Bakar mısınız, Apo’nun sağlığını merak eden iyi niyetli
teröristler varmış; bir de biraz daha kötü niyetli
olanlar. Koskoca (!) bakan iyi niyetli teröristlere
hesap veriyor.
Ve… AKP kadrosu hep bir ağızdan, “Bu terör bir türlü
bitmiyor bari Kürtlerle anlaşalım…” diyor.
Terör niye bitsin ki! Terörist olmanın, isyancı olmanın,
yağmanın, adam öldürmenin bir bedeli olmadığı dünyadaki
tek ülke Türkiye burası... Hatta ödülü var. Kazanımı
var. Adam neden terörden vazgeçsin ki?!
Öte yandan en yetkili komutanından en yetkili sivil
yöneticisine kadar herkes tek bir çağrı yapıyor: “Aman
kardeşliğimiz bozulmasın, aman kışkırtmaya gelmeyelim,
aman iç savaş çıkmasın.” Oysa ortada iç savaş falan yok.
Devleti, medyası, polisi tümü elimizi kolumuzu bağlamış.

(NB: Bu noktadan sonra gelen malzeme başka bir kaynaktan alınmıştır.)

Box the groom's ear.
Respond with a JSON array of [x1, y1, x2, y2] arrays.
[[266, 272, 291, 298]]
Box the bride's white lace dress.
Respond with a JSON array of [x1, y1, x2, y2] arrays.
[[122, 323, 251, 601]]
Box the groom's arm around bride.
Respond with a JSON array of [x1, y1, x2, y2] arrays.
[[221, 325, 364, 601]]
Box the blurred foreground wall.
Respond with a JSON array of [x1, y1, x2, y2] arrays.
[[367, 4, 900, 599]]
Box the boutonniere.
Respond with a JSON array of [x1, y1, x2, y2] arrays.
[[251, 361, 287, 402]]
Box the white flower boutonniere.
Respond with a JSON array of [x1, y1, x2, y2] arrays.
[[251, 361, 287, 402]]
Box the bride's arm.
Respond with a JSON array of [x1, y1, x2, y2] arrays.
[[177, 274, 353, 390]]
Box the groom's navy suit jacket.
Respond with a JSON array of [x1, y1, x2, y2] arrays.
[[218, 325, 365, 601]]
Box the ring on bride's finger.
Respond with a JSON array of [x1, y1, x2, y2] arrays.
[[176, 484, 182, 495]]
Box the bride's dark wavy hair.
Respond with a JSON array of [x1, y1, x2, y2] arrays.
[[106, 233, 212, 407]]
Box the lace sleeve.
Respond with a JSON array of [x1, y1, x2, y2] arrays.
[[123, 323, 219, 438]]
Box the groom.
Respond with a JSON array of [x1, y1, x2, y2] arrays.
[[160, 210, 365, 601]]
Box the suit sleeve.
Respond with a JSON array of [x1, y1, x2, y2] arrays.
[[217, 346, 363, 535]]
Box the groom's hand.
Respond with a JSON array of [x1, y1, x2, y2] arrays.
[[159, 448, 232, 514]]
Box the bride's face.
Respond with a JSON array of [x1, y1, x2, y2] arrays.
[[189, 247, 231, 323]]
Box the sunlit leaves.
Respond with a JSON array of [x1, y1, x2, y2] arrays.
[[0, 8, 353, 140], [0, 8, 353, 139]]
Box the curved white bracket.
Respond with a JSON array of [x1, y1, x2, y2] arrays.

Türklerde iç savaş çıkaracak hal mi var?
Devletin başındakiler isyanı nasıl bastırırız diye
düşüneceklerine, iç savaş çıkmasını nasıl engelleriz
diye zaten devlete bağlı olan Türklerin üstüne
geliyorlar.
*
Geçtiğimiz günlerde Brüksel’de “Ermeni destekli”,
Tunceli 1938 isyanını bahane ederek soykırım iddiasını
ortaya koyan bir toplantı düzenlendi. Toplantı, tahmin
edilenin üzerinde iftiralarla adeta bir ‘isyan
manifestosu’ görünümündeydi.
PKK ve Abdullah Öcalan’a hukuki yardım ve maddi destek
sağlayan Alman Profesör Ronald Mönch toplantıda yaptığı
konuşmada, Atatürk’ün, yaşasaydı eğer soykırım nedeniyle
savaş suçlusu olarak yargılanacağı iddiasında bulundu.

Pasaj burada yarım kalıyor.